Second-order interaction map and subunit
The term subunit has been used extensively for referring to a functional or virtual unit that operates as a linear spatial (or spatiotemporal) filter internal to a complex cell (Livingstone and Conway 2003; Movshon et al. 1978b; Ohzawa and Freeman 1986; Rust et al. 2005). In this report, we define a subunit as a functional unit that is described by a second-order interaction profile as explained earlier. A subunit is closely related to, but is not identical to, linear filters depicted in models for complex cells (Fig. 1, B and C). As mentioned in the previous reports, a subunit contains contributions from multiple linear filters, presumably simple cells according to the hierarchical model (Hubel and Wiesel 1962) and thus does not represent a single anatomically identifiable cell.
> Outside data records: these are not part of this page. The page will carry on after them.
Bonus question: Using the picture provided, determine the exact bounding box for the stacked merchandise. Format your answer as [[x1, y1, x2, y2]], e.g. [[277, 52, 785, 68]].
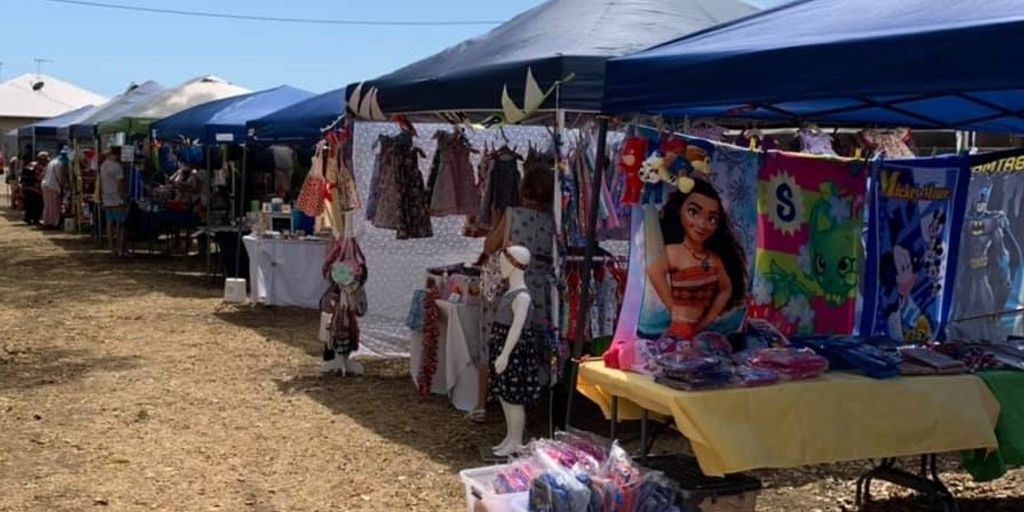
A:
[[935, 338, 1024, 372], [793, 336, 903, 379], [648, 323, 828, 391], [462, 433, 760, 512], [406, 264, 480, 395], [899, 346, 967, 376]]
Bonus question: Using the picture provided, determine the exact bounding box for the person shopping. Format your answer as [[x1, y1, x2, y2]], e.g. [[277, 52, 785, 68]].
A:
[[99, 145, 128, 256], [42, 151, 67, 229], [20, 152, 50, 225], [470, 156, 555, 423]]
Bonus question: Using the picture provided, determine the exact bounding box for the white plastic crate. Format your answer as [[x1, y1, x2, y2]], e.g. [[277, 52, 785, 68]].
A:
[[459, 464, 529, 512]]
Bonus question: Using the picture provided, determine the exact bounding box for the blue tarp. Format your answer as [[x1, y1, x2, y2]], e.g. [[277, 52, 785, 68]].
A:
[[346, 0, 756, 114], [246, 88, 345, 142], [65, 80, 164, 139], [151, 85, 313, 144], [604, 0, 1024, 132], [17, 104, 98, 140]]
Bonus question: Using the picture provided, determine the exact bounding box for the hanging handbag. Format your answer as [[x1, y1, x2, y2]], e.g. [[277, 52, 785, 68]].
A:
[[296, 144, 327, 217]]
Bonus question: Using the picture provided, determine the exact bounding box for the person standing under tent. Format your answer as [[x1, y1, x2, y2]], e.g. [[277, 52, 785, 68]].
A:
[[20, 152, 50, 225], [42, 150, 67, 229], [4, 157, 22, 210], [99, 145, 128, 256], [469, 156, 555, 423]]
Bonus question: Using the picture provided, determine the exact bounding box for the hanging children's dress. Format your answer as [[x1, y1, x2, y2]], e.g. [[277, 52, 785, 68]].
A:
[[797, 128, 836, 157], [860, 128, 915, 159], [427, 131, 480, 217], [477, 146, 522, 226], [370, 132, 433, 240]]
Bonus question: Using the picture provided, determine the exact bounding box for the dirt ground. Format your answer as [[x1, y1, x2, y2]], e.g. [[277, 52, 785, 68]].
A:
[[0, 204, 1024, 512]]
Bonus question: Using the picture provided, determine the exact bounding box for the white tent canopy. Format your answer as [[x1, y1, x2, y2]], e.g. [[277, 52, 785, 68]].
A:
[[0, 74, 106, 119], [97, 75, 251, 134]]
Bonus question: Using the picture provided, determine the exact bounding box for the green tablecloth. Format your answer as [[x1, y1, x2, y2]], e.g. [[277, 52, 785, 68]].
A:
[[964, 371, 1024, 481]]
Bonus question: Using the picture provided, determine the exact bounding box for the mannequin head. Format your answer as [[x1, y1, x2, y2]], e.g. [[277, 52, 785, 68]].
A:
[[501, 246, 529, 280]]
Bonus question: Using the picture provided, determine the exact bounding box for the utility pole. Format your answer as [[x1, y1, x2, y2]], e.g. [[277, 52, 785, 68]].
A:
[[34, 57, 53, 78]]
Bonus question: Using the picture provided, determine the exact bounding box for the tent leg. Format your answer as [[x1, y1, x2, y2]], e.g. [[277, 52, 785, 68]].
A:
[[233, 144, 249, 278], [565, 116, 608, 427]]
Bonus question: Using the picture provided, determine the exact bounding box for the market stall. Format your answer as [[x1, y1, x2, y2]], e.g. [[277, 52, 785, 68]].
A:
[[346, 0, 754, 419], [532, 0, 1024, 510], [57, 80, 164, 235], [152, 85, 313, 278], [90, 76, 249, 256]]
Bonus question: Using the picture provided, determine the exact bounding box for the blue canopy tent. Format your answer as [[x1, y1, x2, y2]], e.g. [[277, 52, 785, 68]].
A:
[[17, 104, 98, 140], [65, 80, 164, 140], [345, 0, 756, 117], [246, 88, 345, 143], [151, 85, 313, 144], [604, 0, 1024, 133]]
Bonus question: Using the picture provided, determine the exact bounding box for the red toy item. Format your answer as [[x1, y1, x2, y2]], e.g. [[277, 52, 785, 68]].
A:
[[618, 137, 647, 205]]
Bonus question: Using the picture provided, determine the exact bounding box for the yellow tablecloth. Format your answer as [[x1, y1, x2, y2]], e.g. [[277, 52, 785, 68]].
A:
[[578, 360, 999, 476]]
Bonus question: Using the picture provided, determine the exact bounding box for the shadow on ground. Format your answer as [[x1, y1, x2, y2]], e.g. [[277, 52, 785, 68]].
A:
[[0, 346, 139, 391]]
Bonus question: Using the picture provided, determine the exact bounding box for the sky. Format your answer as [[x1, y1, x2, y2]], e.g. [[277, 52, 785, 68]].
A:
[[0, 0, 781, 96]]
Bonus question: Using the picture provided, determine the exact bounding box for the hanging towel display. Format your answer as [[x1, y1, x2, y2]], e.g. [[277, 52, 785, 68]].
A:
[[708, 141, 762, 284], [947, 150, 1024, 342], [750, 152, 867, 336], [860, 157, 970, 343]]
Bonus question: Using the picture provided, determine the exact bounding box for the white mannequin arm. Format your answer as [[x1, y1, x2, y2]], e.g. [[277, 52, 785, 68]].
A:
[[495, 293, 532, 375]]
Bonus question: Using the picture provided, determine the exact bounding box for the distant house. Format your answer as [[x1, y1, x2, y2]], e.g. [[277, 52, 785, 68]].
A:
[[0, 74, 106, 153]]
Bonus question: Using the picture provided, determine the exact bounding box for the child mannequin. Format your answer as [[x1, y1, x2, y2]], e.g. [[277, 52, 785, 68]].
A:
[[490, 246, 541, 457]]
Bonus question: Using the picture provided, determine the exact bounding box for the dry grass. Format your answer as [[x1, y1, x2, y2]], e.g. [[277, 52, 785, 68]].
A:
[[0, 204, 1024, 512]]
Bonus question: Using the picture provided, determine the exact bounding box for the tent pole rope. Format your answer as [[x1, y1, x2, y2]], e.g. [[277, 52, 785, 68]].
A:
[[565, 116, 608, 427]]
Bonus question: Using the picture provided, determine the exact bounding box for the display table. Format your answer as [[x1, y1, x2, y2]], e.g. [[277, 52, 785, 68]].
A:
[[964, 371, 1024, 481], [578, 360, 999, 476], [242, 236, 329, 309], [409, 299, 482, 413]]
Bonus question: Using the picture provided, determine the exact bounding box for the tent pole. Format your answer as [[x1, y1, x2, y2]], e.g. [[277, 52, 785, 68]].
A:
[[200, 143, 213, 288], [565, 116, 608, 427], [234, 141, 249, 278]]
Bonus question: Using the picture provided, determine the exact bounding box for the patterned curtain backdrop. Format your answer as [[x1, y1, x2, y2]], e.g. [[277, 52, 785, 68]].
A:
[[352, 122, 551, 356]]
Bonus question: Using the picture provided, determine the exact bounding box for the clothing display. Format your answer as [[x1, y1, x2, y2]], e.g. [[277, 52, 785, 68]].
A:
[[427, 131, 480, 217], [476, 145, 523, 228], [559, 130, 629, 247], [367, 132, 433, 240], [321, 237, 369, 360], [797, 128, 836, 156], [860, 157, 970, 343], [489, 289, 541, 406], [857, 128, 914, 159], [749, 153, 868, 336], [686, 121, 728, 142]]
First-order receptive fields and subunits in second-order maps are usually modulated along an axis perpendicular to the optimal orientation. We obtained their spatial extents by using a partial Hilbert transform (Hahn 1992). This method for obtaining an envelope is applicable for any multidimensional data modulated along a single axis because it does not assume a specific functional form. Alternatively, our maps could have been fitted by a model function selected a priori and its envelopes may have been extracted for subsequent analyses. A reasonable candidate for such a model function is a Gabor function, as used by most recent studies dealing with simple cell receptive fields. However, some second-order maps of complex cells may have broader flanking subregions than a central one (Szulborski and Palmer 1990). This characteristic is not captured well by a Gabor function and thus we sought to avoid fitting second-order maps by it.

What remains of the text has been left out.